Özel bir olay nedeni ile (parti,davet üzere durumlarda )diyet dışındaki yiyeceklerden azar azar yiyin,fakat onu izleyen öğünü yalnızca zerzevat salatası ile geçiştirin.
Öğün ortalarında yeme isteği duydugunuzda su içerek bir müddet bekleyin.Açlık hissiniz geçmiyorsa gücü düşük zerzevat meyve yiyin.
Alışverişe Yönelik Öneriler
Alışverişe çıkmadan evvel bir liste hazırlayın ve listeye sadık kalın..Yiyecek alışverişine tok karına çıkın.

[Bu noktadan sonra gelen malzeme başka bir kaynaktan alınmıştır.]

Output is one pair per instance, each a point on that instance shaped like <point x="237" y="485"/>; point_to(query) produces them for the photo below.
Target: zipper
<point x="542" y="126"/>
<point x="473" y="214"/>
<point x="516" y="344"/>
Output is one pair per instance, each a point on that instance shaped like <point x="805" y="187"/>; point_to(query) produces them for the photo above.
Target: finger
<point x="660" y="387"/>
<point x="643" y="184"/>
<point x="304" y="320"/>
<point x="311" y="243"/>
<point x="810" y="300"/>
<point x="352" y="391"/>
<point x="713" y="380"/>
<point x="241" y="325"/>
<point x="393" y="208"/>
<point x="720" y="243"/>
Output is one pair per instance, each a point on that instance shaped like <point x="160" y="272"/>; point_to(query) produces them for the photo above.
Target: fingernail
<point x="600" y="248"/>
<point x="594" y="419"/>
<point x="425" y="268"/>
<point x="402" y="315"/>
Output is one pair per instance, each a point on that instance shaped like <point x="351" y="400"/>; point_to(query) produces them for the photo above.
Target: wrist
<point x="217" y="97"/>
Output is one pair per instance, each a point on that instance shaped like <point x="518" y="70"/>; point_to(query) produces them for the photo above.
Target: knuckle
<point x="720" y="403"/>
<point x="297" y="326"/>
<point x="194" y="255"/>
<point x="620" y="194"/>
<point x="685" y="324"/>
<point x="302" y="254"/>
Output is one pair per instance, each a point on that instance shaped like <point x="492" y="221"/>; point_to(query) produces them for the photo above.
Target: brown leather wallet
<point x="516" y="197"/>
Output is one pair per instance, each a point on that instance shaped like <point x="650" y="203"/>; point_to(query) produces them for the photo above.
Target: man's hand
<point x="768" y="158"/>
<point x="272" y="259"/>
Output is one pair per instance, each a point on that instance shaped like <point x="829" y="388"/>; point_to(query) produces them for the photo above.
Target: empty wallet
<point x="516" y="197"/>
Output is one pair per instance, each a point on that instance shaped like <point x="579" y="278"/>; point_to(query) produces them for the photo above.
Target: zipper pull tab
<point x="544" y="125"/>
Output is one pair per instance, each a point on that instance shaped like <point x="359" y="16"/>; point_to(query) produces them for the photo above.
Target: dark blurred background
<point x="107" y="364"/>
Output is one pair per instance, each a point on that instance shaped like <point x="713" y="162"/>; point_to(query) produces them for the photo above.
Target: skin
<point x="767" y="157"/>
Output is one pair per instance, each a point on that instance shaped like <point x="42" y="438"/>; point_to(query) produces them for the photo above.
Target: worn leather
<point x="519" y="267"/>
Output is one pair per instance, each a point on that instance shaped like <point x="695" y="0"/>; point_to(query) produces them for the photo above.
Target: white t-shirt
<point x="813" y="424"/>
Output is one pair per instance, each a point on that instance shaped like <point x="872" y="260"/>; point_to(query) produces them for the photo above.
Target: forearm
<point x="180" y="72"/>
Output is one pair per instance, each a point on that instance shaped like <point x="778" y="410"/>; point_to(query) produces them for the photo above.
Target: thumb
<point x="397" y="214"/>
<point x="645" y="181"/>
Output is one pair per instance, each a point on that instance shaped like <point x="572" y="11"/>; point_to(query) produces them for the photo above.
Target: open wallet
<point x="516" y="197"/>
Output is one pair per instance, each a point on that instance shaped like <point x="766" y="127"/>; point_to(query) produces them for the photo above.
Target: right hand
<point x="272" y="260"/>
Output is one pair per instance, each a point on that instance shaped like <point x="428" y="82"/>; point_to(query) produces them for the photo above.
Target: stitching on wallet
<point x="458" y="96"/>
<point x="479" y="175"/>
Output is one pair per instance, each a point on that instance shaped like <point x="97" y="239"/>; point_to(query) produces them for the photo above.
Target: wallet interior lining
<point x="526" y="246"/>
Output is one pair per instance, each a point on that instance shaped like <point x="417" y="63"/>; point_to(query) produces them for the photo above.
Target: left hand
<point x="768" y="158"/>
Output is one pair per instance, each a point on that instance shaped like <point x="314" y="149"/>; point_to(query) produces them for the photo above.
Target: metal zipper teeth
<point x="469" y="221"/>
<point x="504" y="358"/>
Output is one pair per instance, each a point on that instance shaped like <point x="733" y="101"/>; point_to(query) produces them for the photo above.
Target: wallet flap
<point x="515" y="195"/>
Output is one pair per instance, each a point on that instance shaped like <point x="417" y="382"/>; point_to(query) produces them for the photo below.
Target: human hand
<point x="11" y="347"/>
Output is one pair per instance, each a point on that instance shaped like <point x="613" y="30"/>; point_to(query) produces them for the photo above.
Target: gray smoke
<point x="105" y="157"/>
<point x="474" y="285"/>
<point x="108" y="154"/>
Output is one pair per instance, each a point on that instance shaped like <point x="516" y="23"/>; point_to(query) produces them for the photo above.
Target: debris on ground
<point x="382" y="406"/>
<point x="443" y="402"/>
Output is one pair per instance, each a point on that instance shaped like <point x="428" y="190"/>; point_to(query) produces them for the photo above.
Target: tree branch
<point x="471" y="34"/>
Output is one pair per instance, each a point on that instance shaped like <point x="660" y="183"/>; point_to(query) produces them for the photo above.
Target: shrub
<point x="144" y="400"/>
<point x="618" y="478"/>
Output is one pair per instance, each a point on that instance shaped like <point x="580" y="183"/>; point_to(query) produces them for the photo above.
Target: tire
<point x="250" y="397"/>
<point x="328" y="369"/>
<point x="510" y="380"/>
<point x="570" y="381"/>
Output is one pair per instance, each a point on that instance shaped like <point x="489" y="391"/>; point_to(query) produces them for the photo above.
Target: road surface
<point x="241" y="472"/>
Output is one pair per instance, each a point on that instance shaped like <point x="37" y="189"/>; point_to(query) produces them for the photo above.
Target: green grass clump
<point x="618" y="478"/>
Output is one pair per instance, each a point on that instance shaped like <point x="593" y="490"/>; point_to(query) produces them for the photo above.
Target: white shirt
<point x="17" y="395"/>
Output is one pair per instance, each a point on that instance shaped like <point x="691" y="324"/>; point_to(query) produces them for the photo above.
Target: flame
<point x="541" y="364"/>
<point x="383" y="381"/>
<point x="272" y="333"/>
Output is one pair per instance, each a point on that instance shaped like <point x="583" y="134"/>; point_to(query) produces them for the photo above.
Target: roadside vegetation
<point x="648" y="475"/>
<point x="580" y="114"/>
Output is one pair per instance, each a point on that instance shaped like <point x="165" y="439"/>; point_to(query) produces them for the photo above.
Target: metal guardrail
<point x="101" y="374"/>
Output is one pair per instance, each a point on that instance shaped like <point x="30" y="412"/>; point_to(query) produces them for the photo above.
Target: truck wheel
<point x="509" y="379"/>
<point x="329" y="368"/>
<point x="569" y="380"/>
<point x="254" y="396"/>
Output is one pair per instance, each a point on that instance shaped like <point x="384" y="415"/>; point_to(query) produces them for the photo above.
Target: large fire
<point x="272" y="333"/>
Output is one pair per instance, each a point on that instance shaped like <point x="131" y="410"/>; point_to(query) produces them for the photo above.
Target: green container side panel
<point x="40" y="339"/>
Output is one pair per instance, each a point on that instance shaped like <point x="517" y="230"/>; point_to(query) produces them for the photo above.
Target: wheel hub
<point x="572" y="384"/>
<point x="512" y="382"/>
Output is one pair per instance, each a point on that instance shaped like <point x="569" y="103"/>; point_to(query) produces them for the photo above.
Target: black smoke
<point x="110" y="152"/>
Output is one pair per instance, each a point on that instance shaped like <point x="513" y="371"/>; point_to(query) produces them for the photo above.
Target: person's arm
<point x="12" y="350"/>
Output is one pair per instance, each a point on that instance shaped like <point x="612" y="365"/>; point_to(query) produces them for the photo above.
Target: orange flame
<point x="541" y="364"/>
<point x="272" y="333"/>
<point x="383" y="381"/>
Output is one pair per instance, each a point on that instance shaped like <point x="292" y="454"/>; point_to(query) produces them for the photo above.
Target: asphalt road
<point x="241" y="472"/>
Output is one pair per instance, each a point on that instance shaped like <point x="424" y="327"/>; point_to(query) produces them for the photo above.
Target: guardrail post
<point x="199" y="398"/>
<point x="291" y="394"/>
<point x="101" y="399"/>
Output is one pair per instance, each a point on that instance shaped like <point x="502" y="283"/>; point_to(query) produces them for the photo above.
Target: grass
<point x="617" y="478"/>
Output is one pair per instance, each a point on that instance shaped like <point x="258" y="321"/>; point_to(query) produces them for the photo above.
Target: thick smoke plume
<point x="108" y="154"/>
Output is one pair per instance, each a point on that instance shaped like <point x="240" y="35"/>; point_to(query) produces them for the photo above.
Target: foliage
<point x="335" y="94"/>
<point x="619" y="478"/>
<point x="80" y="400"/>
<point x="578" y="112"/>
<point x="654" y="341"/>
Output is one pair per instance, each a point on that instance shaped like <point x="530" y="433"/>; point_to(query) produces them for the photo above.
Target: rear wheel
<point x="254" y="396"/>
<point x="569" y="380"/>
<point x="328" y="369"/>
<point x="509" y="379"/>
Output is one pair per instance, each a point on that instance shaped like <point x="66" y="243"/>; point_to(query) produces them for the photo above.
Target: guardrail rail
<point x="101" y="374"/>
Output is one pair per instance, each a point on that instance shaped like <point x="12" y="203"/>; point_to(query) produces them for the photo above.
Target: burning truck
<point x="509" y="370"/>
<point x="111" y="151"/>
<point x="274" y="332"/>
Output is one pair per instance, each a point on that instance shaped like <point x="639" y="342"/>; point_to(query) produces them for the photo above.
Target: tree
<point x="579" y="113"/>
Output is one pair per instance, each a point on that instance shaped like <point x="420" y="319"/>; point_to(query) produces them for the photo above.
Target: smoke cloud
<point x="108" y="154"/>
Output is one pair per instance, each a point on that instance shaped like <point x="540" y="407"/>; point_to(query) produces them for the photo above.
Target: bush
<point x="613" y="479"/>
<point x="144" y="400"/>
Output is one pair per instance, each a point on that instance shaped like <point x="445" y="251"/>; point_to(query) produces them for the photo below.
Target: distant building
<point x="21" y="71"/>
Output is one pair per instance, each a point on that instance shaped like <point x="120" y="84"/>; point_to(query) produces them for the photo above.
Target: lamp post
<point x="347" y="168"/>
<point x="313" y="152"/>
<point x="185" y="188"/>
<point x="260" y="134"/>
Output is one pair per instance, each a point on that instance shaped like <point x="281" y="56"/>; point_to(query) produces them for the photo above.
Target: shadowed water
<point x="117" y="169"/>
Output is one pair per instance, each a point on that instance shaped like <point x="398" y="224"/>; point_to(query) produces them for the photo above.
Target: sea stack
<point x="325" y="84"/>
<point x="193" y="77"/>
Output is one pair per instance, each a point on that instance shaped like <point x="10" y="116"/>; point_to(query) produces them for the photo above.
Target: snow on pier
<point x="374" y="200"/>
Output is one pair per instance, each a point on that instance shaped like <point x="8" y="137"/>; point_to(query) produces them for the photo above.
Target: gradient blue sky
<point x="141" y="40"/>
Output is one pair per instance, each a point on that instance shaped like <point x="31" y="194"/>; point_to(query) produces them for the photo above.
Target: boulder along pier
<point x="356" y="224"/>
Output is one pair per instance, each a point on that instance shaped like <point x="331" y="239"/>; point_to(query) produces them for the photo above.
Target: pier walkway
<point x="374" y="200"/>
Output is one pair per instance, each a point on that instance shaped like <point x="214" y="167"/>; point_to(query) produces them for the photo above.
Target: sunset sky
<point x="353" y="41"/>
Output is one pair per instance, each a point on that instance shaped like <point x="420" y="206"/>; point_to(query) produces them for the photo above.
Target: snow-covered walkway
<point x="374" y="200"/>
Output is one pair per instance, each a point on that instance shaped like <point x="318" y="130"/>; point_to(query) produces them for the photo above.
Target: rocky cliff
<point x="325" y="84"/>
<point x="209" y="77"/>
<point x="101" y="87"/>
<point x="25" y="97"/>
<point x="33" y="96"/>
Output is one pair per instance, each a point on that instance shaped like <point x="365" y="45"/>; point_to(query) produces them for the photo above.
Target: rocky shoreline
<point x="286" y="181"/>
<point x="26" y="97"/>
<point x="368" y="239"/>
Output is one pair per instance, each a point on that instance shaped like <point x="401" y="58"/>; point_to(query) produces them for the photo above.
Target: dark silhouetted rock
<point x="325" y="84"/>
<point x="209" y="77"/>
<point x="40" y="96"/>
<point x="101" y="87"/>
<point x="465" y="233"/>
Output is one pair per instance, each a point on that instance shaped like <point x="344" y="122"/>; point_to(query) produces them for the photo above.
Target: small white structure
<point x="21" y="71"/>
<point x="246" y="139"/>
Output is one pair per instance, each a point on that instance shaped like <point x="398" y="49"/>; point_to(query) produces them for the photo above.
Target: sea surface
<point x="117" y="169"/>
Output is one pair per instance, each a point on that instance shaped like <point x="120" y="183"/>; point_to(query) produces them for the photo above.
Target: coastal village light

Alışverişe çıkarken yanınızda azpara taşıyın ve kredi kartı kullanmayın..Marketlerde,diyetinize uygun olmayan besinlerin bulunduğu reyonlara uğramayın.
Her vakit için gereksiniminiz kadar alın,fazla almazsanız yemezsiniz..Yenmeye hazır besinleri satın almaktan sakının.
Satın alırken birebir kümedeki besinlerin gücü düşük olanını seçin.(Örnek:Yağlı peynir yerine yağsız peynir alınız.)
Satın alırken meyvelerin küçüklerini seçin.